Over the past few months, I’ve got quite into both Scrabble and Spell Tower. I got into the first because when Rebecca and I moved to Pittsburgh, we didn’t (and still don’t) have an active television, so in our desperation to fill our evenings with something other than spending money eating at Pittsburgh’s variety of restaurants, we decided that we’d play Scrabble, one of the few boardgames that was in the house we’d moved to. Roll on several months later, we’re still playing it, albeit upgraded slightly to the iPad version.

Now, one of the great things about the iPad version is that it has a built-in dictionary, along with a cheat-sheet of all the legal two word letters as well. It was once we figured that the two letter words were the key to success (there’s a nice story about this here) that we saw our scores ratchet up into the 300+ range (on the iPad, we usually play together against the computer). 300+ isn’t amazing, but still, it’s better than the ~200 we were getting playing on the regular hardcopy of the game (although it’s nowhere near the almost unbelievable 830 points scored in this game...). Normally the computer will play words that have us scratching our heads asking ‘is that really a word?’, but there are a couple of the two letter words which also make us go ‘huh?’. Words like AA, ZA, UT, PE and so on, but they’re all legitimate words and if you can get something like XU or XI on a triple letter word square, you can quite easily rack up around about 50 points. Weirdly, though, you can’t play DA (colloquial for ‘father’, but also a heavy Burmese knife, apparently) in the US edition of Scrabble, but it’s acceptable in the UK version.

A few months after playing hardcopy Scrabble, it started to get a bit stale, so I downloaded the game Spell Tower for the iPad. Spell Tower is slightly different to Scrabble in that instead of placing tiles on the board, you trace a line across letters on the board, and once you make a word, the letters around it are deleted. A minimum of three letters is required to make a word, and the longer the word, the more points scored (my personal best is INSULATORS for 940 points, but it’s not at all transparent how the words are scored).

Spell tower gameplay

So in the screenshot above, the word created is SERPENTINE, and that then deletes all the letters in pink around the line.

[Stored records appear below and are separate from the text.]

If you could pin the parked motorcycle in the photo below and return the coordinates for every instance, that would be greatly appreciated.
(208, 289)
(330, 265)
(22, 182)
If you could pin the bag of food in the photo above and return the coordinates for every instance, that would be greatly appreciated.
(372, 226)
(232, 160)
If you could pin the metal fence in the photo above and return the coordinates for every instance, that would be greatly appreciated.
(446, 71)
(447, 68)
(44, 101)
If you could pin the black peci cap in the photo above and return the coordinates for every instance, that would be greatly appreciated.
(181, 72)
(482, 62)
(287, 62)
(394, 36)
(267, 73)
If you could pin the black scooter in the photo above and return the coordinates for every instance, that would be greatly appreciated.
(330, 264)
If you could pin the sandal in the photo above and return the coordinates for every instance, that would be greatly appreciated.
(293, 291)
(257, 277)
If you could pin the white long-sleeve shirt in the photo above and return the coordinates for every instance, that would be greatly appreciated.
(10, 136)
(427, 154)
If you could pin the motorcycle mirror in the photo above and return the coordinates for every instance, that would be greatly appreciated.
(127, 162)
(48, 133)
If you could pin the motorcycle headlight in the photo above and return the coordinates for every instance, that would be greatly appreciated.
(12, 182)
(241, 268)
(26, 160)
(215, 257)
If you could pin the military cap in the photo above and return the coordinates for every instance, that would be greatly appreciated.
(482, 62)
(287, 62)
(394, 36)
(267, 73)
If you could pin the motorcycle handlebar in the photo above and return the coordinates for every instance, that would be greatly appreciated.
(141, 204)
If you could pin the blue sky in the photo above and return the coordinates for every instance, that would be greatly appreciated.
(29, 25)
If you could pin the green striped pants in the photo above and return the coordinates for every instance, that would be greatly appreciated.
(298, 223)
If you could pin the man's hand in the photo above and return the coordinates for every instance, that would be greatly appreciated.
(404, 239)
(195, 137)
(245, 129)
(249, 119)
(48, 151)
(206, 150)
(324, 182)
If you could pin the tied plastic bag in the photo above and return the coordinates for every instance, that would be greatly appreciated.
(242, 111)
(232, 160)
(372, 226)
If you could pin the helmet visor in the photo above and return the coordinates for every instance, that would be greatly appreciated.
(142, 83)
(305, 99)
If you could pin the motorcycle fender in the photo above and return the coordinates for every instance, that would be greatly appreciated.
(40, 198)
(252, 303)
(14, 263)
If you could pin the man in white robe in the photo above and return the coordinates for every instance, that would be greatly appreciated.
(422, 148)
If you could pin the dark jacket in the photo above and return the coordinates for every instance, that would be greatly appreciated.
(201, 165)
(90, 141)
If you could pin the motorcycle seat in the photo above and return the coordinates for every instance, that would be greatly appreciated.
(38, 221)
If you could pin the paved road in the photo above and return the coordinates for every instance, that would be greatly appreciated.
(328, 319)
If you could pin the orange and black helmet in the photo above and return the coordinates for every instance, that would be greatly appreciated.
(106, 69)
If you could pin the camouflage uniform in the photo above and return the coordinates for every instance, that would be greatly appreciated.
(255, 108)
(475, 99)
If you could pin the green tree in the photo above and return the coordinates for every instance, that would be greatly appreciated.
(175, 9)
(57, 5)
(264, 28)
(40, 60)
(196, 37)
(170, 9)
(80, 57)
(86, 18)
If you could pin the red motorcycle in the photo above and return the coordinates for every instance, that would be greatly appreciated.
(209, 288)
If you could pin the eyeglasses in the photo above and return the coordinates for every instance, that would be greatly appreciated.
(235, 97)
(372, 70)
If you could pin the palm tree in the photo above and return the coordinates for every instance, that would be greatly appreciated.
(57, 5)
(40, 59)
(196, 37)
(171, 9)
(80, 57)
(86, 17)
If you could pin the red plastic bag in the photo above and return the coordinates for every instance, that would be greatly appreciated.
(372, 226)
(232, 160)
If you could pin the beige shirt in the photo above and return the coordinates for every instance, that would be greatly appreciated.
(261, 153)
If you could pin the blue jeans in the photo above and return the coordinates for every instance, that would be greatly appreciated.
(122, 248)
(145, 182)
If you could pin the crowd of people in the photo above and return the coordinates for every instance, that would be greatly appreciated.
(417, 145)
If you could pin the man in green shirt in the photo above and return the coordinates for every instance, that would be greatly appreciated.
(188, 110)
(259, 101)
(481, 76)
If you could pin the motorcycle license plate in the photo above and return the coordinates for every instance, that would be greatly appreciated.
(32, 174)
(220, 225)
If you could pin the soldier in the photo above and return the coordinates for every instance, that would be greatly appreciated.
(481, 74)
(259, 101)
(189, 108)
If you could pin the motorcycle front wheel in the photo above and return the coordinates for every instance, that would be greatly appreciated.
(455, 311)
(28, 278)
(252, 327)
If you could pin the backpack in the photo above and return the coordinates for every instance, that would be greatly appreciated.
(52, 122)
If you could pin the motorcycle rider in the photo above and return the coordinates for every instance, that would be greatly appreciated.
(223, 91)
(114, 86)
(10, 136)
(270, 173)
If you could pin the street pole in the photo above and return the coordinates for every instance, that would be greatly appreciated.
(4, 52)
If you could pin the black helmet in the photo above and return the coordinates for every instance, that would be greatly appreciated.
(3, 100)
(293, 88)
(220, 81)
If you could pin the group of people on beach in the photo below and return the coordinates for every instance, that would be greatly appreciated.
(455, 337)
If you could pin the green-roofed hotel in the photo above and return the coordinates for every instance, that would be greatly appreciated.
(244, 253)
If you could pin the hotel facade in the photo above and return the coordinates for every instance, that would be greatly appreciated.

In Spell Tower, there’s a few different modes, with the two main ones being 1) to score the highest number of points from a full board and 2) to stop the board from filling up (kind of like a tetris for words). Both are good fun, but the more I played it, the more I realised that the underlying dictionary is very different to that of Scrabble. For example, the following words are all acceptable words in Spell Tower, but not for Scrabble: SLOOMED, FIEST, TINTY, and TILERY. Conversely, almost none of the plural two letter Scrabble words are accepted in Spell Tower, so you can’t have AAS, ZAS, QIS, or KIS. I’m not sure why it’s been designed in this way, since words like BET, ADD, SIT and so on are all fine, but at least with Scrabble you have an official dictionary, which isn’t the case with Spell Tower. This kind of put me off Spell Tower a bit, because it eventually became a game of trial and error to see what words worked and which didn’t, and in a game where you can actually lose, that got quite annoying. And in Scrabble, you can play things like the following (EVICTION for 194) and feel quite smart and smug for having spotted it (credit to Rebecca for playing this word, not me!).